Fortunately, there are protocols in place and modern technologies that can be used to ensure safe and proper transportation and handling of biosolids .
When moving biosolids to the storage site, it is important that appropriate vehicles are used for the type of materials being transported. For dewatered or dried biosolids for example, trucks must be covered and have rubber sealed rear gates. In addition, drivers should be briefed on haul routes. It is imperative that they have a copy of a spill response plan. This plan describes emergency responses and clean-up methods in the event of a spill and accident. Spills pose a potential road hazard, hence a written spill response must be kept in each haul vehicle and at project offices. Drivers need to know and comply with any local road use requirements or restrictions.
Appropriate measures should also be observed prior to biosolids deliveries. For example, stockpile areas should be clearly marked, and signs or flags should be placed conspicuously for truck drivers to determine where to drive and unload biosolids.
Permanent storage facilities must be large enough for trucks to maneuver and pull-off from staging areas. This will avoid queuing of vehicles on the shoulder of public roads while waiting to be loaded or unloaded. With regards to landscape or horticultural uses where Class A biosolids will be combined with other materials, their storage areas must be located near other amendments. This will minimize the time required to collect and blend potting and landscaping mixtures.

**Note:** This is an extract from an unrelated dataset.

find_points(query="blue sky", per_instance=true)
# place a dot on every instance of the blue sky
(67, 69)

To prevent any leakage, liquid tankers and trailers used for semisolid biosolids should have seals around all the hatches and tailgates that can be mechanically tightened. Another practice that must be followed is inspecting the seal integrity on all vehicles. This must be done at the beginning of each day. After loading, each truck must be checked for leakage prior to operating them on public roadways.
Several methods should be followed to prevent mud or biosolids tracks from being formed on public roadways. Vehicles transporting biosolids should always be cleaned prior to leaving the Wastewater Treatment Plant (WWTP). The use of concrete or asphalt off-loading pads at the storage facility will help keep the equipment clean. It is advisable that every storage facility have provisions for cleaning trucks and equipment.
To prevent biosolids getting on tires or the undercarriage, mud flaps must be used on the back of dump trailers. Another solution to avoid the formation of soil ruts and tracking of mud onto roads is to install a temporary gravel access at the entrance and exit area.